Geburt und Gräuel

An Nietzsche angelehnte Überlegungen über die Brutalität der zwangsläufig unfreiwilligen Geburt.

Es ist im düstersten Moment der menschlichen Existenz, dass ein jeder die Gräueltat erkennt, die seine eigene Geburt darstellt. Ausgespuckt aus dem warmen, weichen Mutterleib liegt mit einem Schlag der erbärmliche Infant auf dem Tische und schreit sich die Seele aus dem Leib - weshalb er auch im Rest seiner Existenz eine solche nicht mehr hat.

Aber Oh! höre ich es schreien, wie kann er solche Dinge schreiben, wer ist er denn? 

Ja nun, wer bin ich? - Ein Mensch! Auch mir ist das alles widerfahren. Wer könnte qualifizierter sein als ich? - Nun, keiner, denn uns allen hat man diese Schweinerei angetan, wir wissen jeder einzelne von unserem Ursprung. 

Was aber ist der Sinn dahinter, sich diese Ungerechtigkeit bewusst vor Augen zu führen? Erkenntnis um der Erkenntnis Willen?

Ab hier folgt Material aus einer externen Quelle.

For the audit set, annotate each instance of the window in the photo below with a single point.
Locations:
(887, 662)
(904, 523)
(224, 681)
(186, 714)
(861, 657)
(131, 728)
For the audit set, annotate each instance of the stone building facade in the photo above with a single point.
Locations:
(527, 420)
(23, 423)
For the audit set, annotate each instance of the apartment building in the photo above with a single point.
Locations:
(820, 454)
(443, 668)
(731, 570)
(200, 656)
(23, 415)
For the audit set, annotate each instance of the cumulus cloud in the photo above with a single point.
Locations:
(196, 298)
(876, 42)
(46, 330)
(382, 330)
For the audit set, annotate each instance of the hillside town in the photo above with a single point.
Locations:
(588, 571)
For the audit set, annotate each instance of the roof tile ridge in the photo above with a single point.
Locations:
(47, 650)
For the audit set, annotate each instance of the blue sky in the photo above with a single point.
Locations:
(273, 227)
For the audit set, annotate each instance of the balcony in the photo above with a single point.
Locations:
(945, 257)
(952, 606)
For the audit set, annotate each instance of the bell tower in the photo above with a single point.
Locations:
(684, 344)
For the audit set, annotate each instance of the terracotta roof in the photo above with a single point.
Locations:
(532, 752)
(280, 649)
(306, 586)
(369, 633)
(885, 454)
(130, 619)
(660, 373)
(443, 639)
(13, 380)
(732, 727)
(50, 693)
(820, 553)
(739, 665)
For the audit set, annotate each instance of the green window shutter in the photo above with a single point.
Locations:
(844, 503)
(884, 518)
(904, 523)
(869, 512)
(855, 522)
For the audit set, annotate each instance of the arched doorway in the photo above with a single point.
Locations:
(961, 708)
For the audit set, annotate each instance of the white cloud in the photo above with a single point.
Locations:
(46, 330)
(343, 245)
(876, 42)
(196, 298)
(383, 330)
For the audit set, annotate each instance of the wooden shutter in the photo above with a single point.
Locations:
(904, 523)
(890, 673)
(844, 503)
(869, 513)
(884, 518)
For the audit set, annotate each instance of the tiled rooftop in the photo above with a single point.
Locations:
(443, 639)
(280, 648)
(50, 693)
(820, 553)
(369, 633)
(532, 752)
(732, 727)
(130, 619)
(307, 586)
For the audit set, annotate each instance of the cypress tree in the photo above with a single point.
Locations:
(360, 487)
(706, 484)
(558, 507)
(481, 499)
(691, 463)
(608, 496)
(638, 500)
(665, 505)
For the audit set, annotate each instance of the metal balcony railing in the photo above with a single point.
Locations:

Aber ja, warum denn nicht! Erleuchtet zu sein heißt schließlich auch, zu rebellieren. Der Infant auf dem Tische nämlich weiß nichts von dem Unrecht, sonst würde er sich selbst mit der Nabelschnur erdrosseln, bevor die ganze Misere sich über Jahre hinweg entfalten kann. Notbremse, Alarm, Schuss, Schluss.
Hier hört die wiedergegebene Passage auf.